Intervention de Christiane Taubira

Réunion du 19 mai 2015 à 16h00
Commission d'enquête sur la surveillance des filières et des individus djihadistes

Christiane Taubira, ministre de la Justice, garde des Sceaux :

Monsieur Cavard, vous vous inquiétez, à juste raison, des conséquences de la surpopulation carcérale. Je crois vous avoir dit en commission, peut-être même lors de la précédente audition, que nous nous étions interrogés sur la méthode de sélection employée pour mener, à Fresnes, l'expérience de séparation portant sur vingt-deux personnes incarcérées dans l'établissement. En effet, le directeur qui a lancé cette opération a choisi des personnes qui étaient détenues ou prévenues pour actes terroristes ou pour complicité. Or ce n'est peut-être pas le seul critère pertinent : des personnes qui sont impliquées comme complices, à un niveau simplement correctionnel, peuvent ne pas être dans un processus de radicalisation violente, alors que, dans le même établissement, des personnes condamnées pour des faits de droit commun qui n'ont rien à voir, peuvent être en train de glisser dans un tel processus. D'où l'intérêt de la « recherche-action » en cours et, en particulier, de la détection des signaux faibles, c'est-à-dire des premiers indicateurs qui permettent de comprendre que quelqu'un est déjà dans l'ébranlement.

Les quartiers dédiés permettent une séparation du reste de la population carcérale, et une séparation entre les détenus – qui sont dans des cellules individuelles. Cette double séparation permet à la fois de limiter les tensions et d'isoler les personnes susceptibles d'avoir une influence sur le reste de la population carcérale. Cela n'empêche pas que nous recherchions, parmi les personnes qui ne sont pas incarcérées pour actes terroristes ou pour complicité, celles qui sont susceptibles de passer sous l'influence des prosélytes et de glisser dans un processus de radicalisation violente.

Par ailleurs, depuis plus de deux ans maintenant, nous renforçons les effectifs. En plus des postes qui sont créés chaque année, j'ai obtenu en juillet 2014, par arbitrage du Premier ministre, la création de 534 postes supplémentaires pour la seule administration pénitentiaire, notamment pour soulager les personnels affectés dans les coursives, car il n'y a plus, bien souvent, qu'un seul surveillant par coursive. Mais les nouveaux personnels ne sont pas encore là : les postes ont été obtenus en juillet et les formations ont commencé en septembre. Les 200 premiers postes devraient être pourvus au premier trimestre 2016.

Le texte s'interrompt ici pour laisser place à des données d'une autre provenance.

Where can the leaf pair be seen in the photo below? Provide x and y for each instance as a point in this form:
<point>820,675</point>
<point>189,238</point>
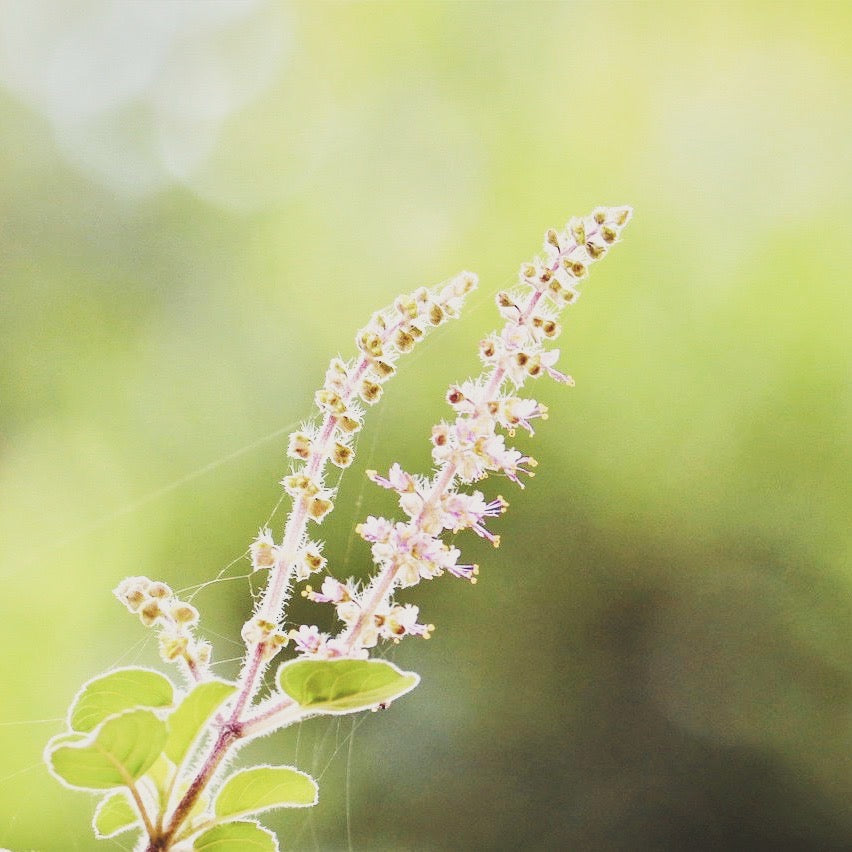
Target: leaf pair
<point>116,736</point>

Le renfort des effectifs s'accompagnera de la rénovation des établissements et de l'augmentation du nombre de places. Nous nous sommes engagés à construire, sur le triennal en cours, 6 500 places supplémentaires ; nous allons tenir à peu près les délais. Sur le prochain triennal, nous nous sommes engagés, à raison d'un milliard d'euros d'autorisations d'engagement, à construire 3 200 places supplémentaires. Je précise qu'il s'agit de créations nettes, car nous fermons aussi des établissements vétustes ou des ailes, ce qui nous amène à supprimer des places.

Voilà comment nous répondons à la surpopulation carcérale. J'ajoute que certaines des dispositions de la réforme pénale permettent également d'y répondre. En effet, pour certaines personnes, l'incarcération n'est pas un élément de réinsertion, ni de lutte contre la récidive : je pense, par exemple, aux personnes incarcérées pour non-paiement récurrent de pension alimentaire, ou pour dégradations liées à des addictions – à l'alcool ou aux stupéfiants. La contrainte pénale, qui est assortie d'obligations, d'interdictions, d'un suivi, d'un ajustement au cours du suivi, d'une évaluation, etc., sera plus profitable à ces personnes-là, tout en contribuant à la réduction de la surpopulation carcérale. Il faut reconnaître que l'incarcération désocialise et peut rendre encore plus difficile le respect des obligations fixées par le juge. Je pense tout particulièrement au paiement des pensions alimentaires : l'incarcération du débiteur peut provoquer une rupture d'emploi et aboutir à l'inverse de ce que l'on veut obtenir.

Je répondrai maintenant à M.Goasguen, dont l'exposé appelle quelques précisions.

J'entends votre préoccupation, monsieur le député. Je vous rappelle simplement que les conditions dans lesquelles les infractions de trahison ont été introduites dans le code pénal ne permettent pas de prononcer des sanctions plus lourdes que celles qui sont prévues pour l'association de malfaiteurs, ou même pour l'entreprise individuelle terroriste.